Hay una novela corta de Miguel de Unamuno, San Manuel Bueno, mártir, que narra las angustias de un cura que ha perdido la fe, se ha vuelto ateo, pero que mantiene todas las formas y la pantomima de su ministerio, para conservarles a sus fieles el consuelo religioso, que le parece un tesoro en los momentos postreros de la vida, pues les da una aceptación tranquila de la muerte. Yo a veces sospecho que, como este fascinante personaje de Unamuno, muchos jerarcas de la Iglesia, de tanto estudiar teología, o de tanto invocar en vano las sordas potencias de las alturas, se han vuelto también ateos, o al menos muy escépticos, porque si no es así no se comprende tanto apego a la vida en esta Tierra, sobre todo cuando han vivido como santos y pueden estar seguros de que están a punto de entrar en el Paraíso, un sitio de deleite espiritual donde no volverán a conocer el sufrimiento.

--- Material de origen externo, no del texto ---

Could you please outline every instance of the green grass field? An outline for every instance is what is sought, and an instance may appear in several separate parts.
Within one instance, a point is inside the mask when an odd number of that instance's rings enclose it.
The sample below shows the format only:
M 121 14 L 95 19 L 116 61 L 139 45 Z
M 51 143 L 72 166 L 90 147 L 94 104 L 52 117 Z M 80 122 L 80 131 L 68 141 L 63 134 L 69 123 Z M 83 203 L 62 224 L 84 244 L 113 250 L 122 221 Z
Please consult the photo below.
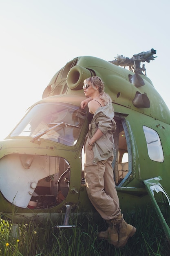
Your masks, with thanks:
M 170 222 L 169 207 L 163 214 Z M 0 256 L 169 256 L 170 245 L 156 213 L 146 206 L 133 213 L 123 213 L 126 221 L 135 226 L 137 231 L 124 248 L 115 248 L 105 240 L 99 240 L 97 232 L 106 229 L 105 222 L 91 217 L 81 217 L 67 229 L 53 228 L 52 222 L 20 224 L 17 238 L 11 234 L 11 223 L 1 219 Z M 77 222 L 77 223 L 76 223 Z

Con el desarrollo de la ciencia y con la tecnología médica cada vez más avanzada, es posible mantener en vida durante semanas, meses, años, a personas que no tienen ninguna posibilidad de recuperar la conciencia. Cuando la mente está muerta, el apego a la vida del cuerpo, que para muchos es una inclinación muy espiritual, revela en el fondo cierto desprecio por lo que más humanos nos hace: la capacidad de entender, de percibir, y de tener conciencia de nuestros actos. Quienquiera que haya tenido un pariente con alguna enfermedad mental grave, Alzheimer, por ejemplo, sabe muy bien que a veces los cuerpos duran más que el alma, al menos si estamos de acuerdo en que el alma humana consiste, entre otras cosas, en la capacidad de pensar, de querer y de darnos cuenta de que pensamos y queremos.

El Papa agoniza y por primera vez, dice el portavoz del Vaticano, se ha negado a que lo vuelvan a llevar, como querían sus más cercanos colaboradores, al hospital Gemelli. Ha querido morir en su cama y en su cuarto, y no conectado a mil aparatos en una unidad de cuidados intensivos. Parece que al fin va a poder descansar. Aunque sus colaboradores no descansan: hoy mismo, primero de abril, mientras el Papa agoniza, se publica el nombramiento de 18 nuevos obispos, en diócesis esparcidas por todo el mundo. Juan Pablo II nombró a 114 de los 118 cardenales que eligirán a su sucesor. Pero a sus más cercanos ayudantes, parece, ni siquiera esto les basta para darles confianza, y se aferran al poder hasta con los últimos suspiros del Papa.